Much of that squad had stuck together and were well prepared for their next major tournament; including Nashat Akram, Younis Mahmoud, Salih Sadir, Hawar Mulla Mohammed and Noor Sabri. Iraq were a strong regional nation, knocking on the door of success in Asia. The players themselves and indeed the IFA had set much higher standards in 2007.
But a number of factors looked to go against Iraq. They were drawn in a tough group alongside Oman, co-hosts Thailand and Australia. And they appointed a new head coach, Jorvan Vieira in May, just two months before the start of the competition. It was also right in the middle of the Iraq War and the daily struggles in their home country weighed heavily.
There wasn’t a player in the squad whose family had not been directly affected. The impact of war and the country’s political climate on the Iraqi national team was something the players had dealt with for years, but the 2007 Asian Cup presented them with an opportunity to bring hope to the nation.
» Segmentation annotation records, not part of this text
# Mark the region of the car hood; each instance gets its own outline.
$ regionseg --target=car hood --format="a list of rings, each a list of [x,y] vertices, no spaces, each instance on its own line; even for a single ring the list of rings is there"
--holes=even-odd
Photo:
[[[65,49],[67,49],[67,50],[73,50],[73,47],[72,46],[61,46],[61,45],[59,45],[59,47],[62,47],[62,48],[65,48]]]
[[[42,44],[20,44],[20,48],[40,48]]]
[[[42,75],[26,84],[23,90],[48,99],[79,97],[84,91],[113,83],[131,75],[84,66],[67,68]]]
But in stunning fashion, Iraq hit back with two more goals to secure a 3–1 win. This was where the momentum started to build.
Iraq’s first group match was against Thailand on July 7 in Bangkok. On a soggy pitch in the rain the hosts went ahead early via a penalty. But Iraq managed to gain control of the match and then pull level on 32 minutes. 1–1 would be the final result. Although the draw wasn’t the start Iraq wanted, they’d at least secured a point ahead of their second match.
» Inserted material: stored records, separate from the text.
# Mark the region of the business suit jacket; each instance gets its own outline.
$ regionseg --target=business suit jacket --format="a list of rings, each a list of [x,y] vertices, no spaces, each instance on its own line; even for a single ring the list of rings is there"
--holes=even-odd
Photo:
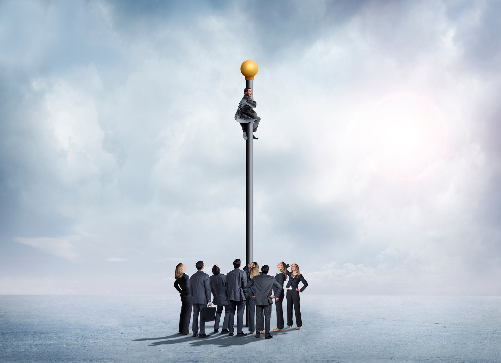
[[[210,301],[210,282],[209,276],[201,270],[191,275],[191,302],[206,304]]]
[[[287,282],[287,286],[286,288],[292,288],[293,291],[296,291],[296,289],[298,288],[298,286],[299,285],[299,282],[301,281],[303,282],[303,287],[301,288],[300,290],[302,292],[303,291],[308,287],[308,283],[306,282],[306,280],[304,277],[303,277],[302,274],[299,275],[299,277],[298,277],[297,275],[294,276],[294,278],[292,278],[292,272],[287,272],[287,274],[289,275],[289,280]]]
[[[245,272],[245,274],[247,274],[247,284],[248,284],[250,280],[250,269],[249,268],[248,266],[245,266],[243,268],[243,270]],[[260,275],[263,274],[263,272],[260,272],[259,273]],[[250,296],[254,296],[256,294],[256,290],[254,286],[250,288],[250,290],[252,290],[252,294],[250,294]],[[249,294],[250,294],[249,292]]]
[[[255,108],[258,104],[248,96],[244,96],[235,113],[235,120],[240,124],[250,122],[261,120],[253,108]]]
[[[219,272],[210,278],[210,292],[212,293],[212,304],[217,306],[227,305],[226,300],[226,275]]]
[[[282,272],[279,272],[275,275],[275,280],[277,280],[277,282],[279,283],[279,284],[280,285],[280,286],[282,288],[284,288],[284,283],[285,282],[286,278],[285,275]]]
[[[268,296],[273,295],[274,292],[276,296],[280,295],[282,290],[282,287],[275,278],[267,274],[253,278],[247,284],[247,292],[249,294],[250,294],[253,286],[256,290],[256,305],[271,305],[273,304],[273,299]]]
[[[192,294],[191,291],[191,284],[189,280],[189,276],[184,272],[180,278],[176,278],[174,282],[174,287],[180,294],[181,298],[191,298]]]
[[[247,298],[247,276],[238,268],[226,275],[226,300],[241,301]]]

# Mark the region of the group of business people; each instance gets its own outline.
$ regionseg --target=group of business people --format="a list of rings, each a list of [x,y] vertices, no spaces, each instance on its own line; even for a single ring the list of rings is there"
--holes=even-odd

On July 13, it was time to face Australia who were coming off the back of a strong performance at the 2006 World Cup. As the underdogs, Iraq had to impose themselves on the opposition as early as possible and a goal from Nashat Akram on 21 minutes did just that. The Australians were rattled and it took until the 2nd half for them to respond. But in stunning fashion, Iraq hit back with two more goals to secure a 3–1 win. This was where the momentum started to build.
Iraq’s third and final group game against Oman ended 0–0 but the point was enough to see them top the group and advance to the knockout rounds. The knockout stage began with a meeting with co-hosts, Vietnam who were perhaps the weakest of the Quarter Finalists. And Iraq dispatched them easily with a 2–0 win. The captain, Younis Mahmoud the hero once again.
Awaiting in the Semi Finals was South Korea. Having already beaten the likes of Australia, Iraq were high on confidence and determined to continue their run. It would prove to be a gruelling match though. No score at the end of 90 minutes and going all the way to penalties. Iraq won the shootout 6–5 to progress the Final.
The stage was set in Jakarta where they would face 3-time winners, Saudi Arabia on July 29. 60,000 fans inside the Gelora Bung Karno Stadium and millions more around the world were watching on to see if Iraq could make history. It was a physical match, full of tension and Iraq dominated play for much of the game but they struggled to find a breakthrough. That was until Younis Mahmoud stepped up once again on 72 minutes. Iraq winning a corner and Mahmoud sending a powerful header into the back of the net.
The tension only grew in the dying minutes as Saudi Arabia pushed for an equaliser, but Iraq held on to become Champions of Asia. For a country torn apart by war, football had brought joy and hope to the nation and left a legacy for generations to come.